The booklet in "Grow Fins" reveals that Beefheart was hooked up with a Svengali-manager named Kransnow, who tried to turn the good Captain into a superstar. As the theremin was added to "Electricity," Kransnow reportedly pleaded, "Don, take the electronic bullshit out of there! It's too weird! I'll hire you some broad to sing the parts ..."

If management didn't understand Beefheart, guitar virtuoso Ry Cooder was just as confused. Cooder played on "Safe as Milk," but when Beefheart's Magic Band played at a San Francisco love-in as a warm-up for the Monterey Pop Festival, and Beefheart fled the stage because a girl in the audience had turned into a fish before his LSD-besotted eyes, Cooder quit. The band did not play the Monterey festival. The band did not become famous like Jimi Hendrix.

The Magic Band didn't roll up and die, however. They recorded another album.
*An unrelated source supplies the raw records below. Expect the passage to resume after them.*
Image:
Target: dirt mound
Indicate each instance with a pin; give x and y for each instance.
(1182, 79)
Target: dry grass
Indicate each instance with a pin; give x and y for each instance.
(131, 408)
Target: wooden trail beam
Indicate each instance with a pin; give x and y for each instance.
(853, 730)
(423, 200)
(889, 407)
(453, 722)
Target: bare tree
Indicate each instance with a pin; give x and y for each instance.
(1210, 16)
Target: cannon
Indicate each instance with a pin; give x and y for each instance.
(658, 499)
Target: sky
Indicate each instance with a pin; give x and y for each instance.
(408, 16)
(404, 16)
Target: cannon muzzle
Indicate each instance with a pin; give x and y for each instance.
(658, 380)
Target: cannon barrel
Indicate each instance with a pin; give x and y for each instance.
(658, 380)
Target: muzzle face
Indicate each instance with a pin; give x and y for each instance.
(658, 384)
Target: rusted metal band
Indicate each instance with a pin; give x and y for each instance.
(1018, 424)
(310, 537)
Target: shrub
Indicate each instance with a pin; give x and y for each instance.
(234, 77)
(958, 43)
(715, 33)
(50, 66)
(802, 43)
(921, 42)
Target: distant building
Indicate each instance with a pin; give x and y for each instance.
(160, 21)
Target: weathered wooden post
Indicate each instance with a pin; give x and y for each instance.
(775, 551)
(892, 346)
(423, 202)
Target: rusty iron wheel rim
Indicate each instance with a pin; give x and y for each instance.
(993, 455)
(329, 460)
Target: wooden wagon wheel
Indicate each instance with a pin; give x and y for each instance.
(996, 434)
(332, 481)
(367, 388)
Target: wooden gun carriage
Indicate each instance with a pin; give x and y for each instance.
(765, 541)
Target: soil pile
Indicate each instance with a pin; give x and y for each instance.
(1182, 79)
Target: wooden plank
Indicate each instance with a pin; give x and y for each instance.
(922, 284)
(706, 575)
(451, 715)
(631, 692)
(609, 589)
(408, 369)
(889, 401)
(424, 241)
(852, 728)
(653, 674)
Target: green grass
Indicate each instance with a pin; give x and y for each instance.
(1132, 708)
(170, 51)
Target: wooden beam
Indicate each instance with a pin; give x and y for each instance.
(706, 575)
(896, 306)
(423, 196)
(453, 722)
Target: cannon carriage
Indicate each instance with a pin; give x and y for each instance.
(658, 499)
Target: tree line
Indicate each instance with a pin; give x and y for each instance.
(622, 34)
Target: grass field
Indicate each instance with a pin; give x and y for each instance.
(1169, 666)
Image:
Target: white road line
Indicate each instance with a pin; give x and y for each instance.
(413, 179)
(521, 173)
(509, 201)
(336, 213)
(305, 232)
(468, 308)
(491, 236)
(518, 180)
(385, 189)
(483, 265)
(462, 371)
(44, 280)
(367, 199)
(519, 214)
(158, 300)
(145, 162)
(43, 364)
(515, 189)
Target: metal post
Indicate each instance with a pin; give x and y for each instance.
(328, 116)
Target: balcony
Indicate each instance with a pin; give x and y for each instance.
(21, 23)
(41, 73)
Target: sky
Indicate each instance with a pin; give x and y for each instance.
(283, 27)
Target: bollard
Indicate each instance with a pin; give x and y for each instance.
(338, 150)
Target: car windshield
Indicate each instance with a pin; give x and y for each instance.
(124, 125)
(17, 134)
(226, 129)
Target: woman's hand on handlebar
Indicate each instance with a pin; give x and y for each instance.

But Kransnow doctored the tapes to make the cuts more psychedelic. Beefheart disowned the result, "Strictly Personal," but Buddha's "The Mirror Man Sessions" contains the unadulterated cuts, which show the Magic Band pleasantly treading water after the triumph of "Safe as Milk."

Although the booklet in "Grow Fins" thoroughly covers the Captain's history from 1965 to 1982, the first four discs cover the first five years of his work, while disc No. 5 reduces the remaining 13 years of music to cuts of the Captain singing a cappella on the radio or accompanied by Zappa's guitar. Or doodling on the Mellotron, yelling at the audience to shut up. In 1983, sadly, Beefheart abandoned music just as Rimbaud had abandoned poetry over 100 years before. Although Beefheart's new music, "Doc at Radar Station" and "Ice Cream for Crow," was as punchy as it had ever been, he was no longer too weird for America -- Don Van Vliet appeared on both "Saturday Night Live" and David Letterman.

So where did Beefheart go? Whereas Rimbaud ran guns in Africa, Beefheart exiled himself to the Mojave Desert to devote himself to his whimsical abstract paintings. Over the years, rumors circulated that Beefheart was ill. That he had MS. That he was plagued by vampires. Whatever the truth, his reputation is not enhanced by "Grow Fins."

Might as well create your own box set by putting "Safe as Milk" (1967), "Lick My Decals Off, Baby" (just as brilliant, not as indulgent as "Trout Mask Replica") and "Doc at the Radar Station" (1980) inside an empty cracker box. This is the only Beefheart box you'll need. Don't think this is faint praise. You really do need the music of Captain Beefheart.


By David Bowman

David Bowman is the author of the novel "Bunny Modern" and the nonfiction book "This Must Be the Place: The Adventures of the Talking Heads in the 20th Century."